Thanks for all the suggestions.


_Modified by JCousteau at 6:50 AM 4-18-2010_


----------



## bombz2000 (Mar 20, 2009)

you should be able to retain factory grills. i did .


----------



## JCousteau (Aug 1, 2008)

*Re: (bombz2000)*


_Quote, originally posted by *bombz2000* »_you should be able to retain factory grills. i did . 

How did you get them apart? The grills in the back deck appear to have the speakers glued inside them with only the mounting bolts and the magnet sticking out the bottom.
Best,


----------



## bombz2000 (Mar 20, 2009)

thought you meant doors and such


----------



## Davis. (Jan 7, 2010)

*FV-QR*

I had pioneer three ways in my old mk3. The rear speakers were in the doors though, not the rear decklid.


----------



## greenjet (May 13, 2010)

How do you remove the rear deck speakers? They're glued or something, no?


----------



## Venkman (Jun 24, 2005)

The rear deck speakers come out as one piece so you have to use the grill that came with the speaker which is a shame because most of them look awful.


----------



## pimpbot (Jan 9, 2006)

*It's a PITA*

JSYK.... I put some shallow mount Polk Coax speakers in my 96 GTi ($50/pr on amazon), and it took much shaving to use the factory grilles. I never could get it to look factory, so I gave up. The grilles that came with the speakers were super ugly and painted silver. Perfect for attracting thieves. 

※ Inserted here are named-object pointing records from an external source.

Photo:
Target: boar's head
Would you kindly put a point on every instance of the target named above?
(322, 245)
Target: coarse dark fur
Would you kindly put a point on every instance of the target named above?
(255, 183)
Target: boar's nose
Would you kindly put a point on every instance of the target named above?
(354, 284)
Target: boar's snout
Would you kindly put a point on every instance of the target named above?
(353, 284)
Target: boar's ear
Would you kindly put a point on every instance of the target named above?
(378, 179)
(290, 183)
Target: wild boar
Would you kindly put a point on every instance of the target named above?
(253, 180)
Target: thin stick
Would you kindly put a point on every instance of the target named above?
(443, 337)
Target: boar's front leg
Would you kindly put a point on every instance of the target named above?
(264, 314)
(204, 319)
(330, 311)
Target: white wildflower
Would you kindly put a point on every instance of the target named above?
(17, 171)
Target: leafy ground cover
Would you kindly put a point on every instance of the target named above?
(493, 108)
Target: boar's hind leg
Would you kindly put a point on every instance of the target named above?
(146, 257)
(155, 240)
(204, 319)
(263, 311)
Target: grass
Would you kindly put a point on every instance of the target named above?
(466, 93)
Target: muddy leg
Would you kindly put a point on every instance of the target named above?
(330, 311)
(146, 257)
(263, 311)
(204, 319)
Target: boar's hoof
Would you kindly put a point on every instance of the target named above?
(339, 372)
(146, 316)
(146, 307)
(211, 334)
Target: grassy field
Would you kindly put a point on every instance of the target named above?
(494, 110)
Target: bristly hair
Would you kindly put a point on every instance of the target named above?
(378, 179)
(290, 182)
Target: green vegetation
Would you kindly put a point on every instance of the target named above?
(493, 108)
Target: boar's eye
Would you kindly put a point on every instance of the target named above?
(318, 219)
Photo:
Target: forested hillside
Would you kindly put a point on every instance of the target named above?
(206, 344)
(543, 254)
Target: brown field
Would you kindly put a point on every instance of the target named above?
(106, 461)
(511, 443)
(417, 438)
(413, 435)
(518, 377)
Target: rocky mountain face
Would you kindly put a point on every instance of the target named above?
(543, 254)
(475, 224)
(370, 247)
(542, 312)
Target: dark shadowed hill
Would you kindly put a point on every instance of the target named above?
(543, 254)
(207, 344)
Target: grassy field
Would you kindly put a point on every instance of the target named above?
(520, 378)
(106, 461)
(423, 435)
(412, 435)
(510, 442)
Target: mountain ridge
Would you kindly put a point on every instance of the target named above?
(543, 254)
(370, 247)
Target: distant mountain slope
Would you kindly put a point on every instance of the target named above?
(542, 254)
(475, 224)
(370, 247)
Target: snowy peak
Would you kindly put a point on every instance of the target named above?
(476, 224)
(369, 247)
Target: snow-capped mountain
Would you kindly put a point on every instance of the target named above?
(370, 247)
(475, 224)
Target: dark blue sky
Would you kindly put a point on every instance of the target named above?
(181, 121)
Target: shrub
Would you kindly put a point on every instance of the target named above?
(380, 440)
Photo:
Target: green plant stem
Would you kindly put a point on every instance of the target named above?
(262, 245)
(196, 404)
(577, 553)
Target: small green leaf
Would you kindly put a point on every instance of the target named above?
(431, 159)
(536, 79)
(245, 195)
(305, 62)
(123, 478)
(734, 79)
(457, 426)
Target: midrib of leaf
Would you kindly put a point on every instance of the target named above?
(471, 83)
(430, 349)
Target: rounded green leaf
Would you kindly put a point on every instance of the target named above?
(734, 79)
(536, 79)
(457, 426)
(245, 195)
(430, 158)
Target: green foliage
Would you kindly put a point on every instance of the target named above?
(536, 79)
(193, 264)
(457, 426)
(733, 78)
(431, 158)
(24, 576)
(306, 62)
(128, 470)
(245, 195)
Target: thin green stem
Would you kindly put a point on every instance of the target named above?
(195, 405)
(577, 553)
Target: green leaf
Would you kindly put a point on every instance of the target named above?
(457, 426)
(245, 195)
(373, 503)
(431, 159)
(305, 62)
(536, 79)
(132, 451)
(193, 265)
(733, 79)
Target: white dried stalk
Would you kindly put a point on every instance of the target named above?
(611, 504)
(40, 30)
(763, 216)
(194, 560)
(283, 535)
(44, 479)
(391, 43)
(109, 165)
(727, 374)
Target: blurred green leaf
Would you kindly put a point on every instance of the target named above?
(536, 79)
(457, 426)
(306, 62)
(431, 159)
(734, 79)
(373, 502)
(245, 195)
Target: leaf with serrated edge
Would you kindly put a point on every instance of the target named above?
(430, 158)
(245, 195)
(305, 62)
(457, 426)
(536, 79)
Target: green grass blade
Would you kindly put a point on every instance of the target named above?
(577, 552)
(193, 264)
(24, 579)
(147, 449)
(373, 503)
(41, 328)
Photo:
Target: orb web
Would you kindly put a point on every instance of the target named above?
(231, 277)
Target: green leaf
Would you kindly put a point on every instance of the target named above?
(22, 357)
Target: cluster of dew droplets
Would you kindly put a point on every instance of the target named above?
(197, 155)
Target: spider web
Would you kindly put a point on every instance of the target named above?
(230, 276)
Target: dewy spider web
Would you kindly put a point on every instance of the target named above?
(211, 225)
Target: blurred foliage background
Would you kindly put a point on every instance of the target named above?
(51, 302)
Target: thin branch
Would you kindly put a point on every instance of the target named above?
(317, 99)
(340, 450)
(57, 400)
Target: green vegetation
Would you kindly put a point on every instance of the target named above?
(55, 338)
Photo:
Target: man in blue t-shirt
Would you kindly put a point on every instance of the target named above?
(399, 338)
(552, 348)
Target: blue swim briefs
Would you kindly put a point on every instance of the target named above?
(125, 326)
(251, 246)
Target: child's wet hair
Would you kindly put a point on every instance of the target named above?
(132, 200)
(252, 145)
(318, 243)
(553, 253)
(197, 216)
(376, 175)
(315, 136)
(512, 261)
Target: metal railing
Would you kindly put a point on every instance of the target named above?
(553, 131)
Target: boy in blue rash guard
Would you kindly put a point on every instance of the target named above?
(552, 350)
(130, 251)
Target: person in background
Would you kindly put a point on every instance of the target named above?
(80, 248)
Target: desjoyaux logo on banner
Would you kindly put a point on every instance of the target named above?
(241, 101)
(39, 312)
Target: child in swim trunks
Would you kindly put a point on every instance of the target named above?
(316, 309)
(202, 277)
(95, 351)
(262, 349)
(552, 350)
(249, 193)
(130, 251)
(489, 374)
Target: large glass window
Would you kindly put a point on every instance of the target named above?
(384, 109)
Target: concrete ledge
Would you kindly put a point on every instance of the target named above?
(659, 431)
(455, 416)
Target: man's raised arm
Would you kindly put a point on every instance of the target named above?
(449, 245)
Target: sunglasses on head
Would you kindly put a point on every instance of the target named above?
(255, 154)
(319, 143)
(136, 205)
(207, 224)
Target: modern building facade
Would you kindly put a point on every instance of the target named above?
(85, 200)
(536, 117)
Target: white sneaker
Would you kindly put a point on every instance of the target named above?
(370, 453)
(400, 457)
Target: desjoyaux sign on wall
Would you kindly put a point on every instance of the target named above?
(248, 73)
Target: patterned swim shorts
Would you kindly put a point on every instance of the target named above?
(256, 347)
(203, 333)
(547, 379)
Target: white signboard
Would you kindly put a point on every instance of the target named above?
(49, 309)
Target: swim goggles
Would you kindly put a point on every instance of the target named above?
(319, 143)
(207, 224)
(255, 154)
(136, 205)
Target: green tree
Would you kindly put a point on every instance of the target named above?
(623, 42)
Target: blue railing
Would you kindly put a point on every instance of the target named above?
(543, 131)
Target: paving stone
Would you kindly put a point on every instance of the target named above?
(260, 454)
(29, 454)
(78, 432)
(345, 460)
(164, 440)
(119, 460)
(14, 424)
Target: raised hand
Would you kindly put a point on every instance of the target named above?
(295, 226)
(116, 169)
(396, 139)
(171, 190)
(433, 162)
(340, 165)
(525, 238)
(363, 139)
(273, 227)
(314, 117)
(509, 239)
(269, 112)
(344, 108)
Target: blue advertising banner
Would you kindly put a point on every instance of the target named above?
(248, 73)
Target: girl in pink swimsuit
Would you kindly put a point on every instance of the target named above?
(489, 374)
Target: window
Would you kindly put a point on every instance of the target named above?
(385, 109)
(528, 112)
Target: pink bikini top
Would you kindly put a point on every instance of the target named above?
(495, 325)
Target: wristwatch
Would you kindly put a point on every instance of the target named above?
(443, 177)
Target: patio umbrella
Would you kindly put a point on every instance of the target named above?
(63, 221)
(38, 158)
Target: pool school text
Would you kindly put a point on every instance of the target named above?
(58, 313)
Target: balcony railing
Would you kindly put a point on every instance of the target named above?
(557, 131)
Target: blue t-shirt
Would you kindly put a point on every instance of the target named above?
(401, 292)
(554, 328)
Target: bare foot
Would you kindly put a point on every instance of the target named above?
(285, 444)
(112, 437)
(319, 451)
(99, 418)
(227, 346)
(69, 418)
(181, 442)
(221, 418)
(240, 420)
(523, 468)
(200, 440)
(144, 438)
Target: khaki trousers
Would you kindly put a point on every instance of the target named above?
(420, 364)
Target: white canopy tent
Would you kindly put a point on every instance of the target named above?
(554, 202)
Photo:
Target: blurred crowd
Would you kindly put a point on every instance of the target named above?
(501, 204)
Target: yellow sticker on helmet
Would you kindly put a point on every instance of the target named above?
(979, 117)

The factory speakers are super flat against the grilles, and aftermarket speakers stick out about 3/8" or so, which is enough so you can't get the grilles on. I dremeled down the backs of the grilles to the nubs, and it was almost working. 

The factory speaker is a funky size... slightly bigger frame in diameter than a 6.5", but the actual cone is smaller.


----------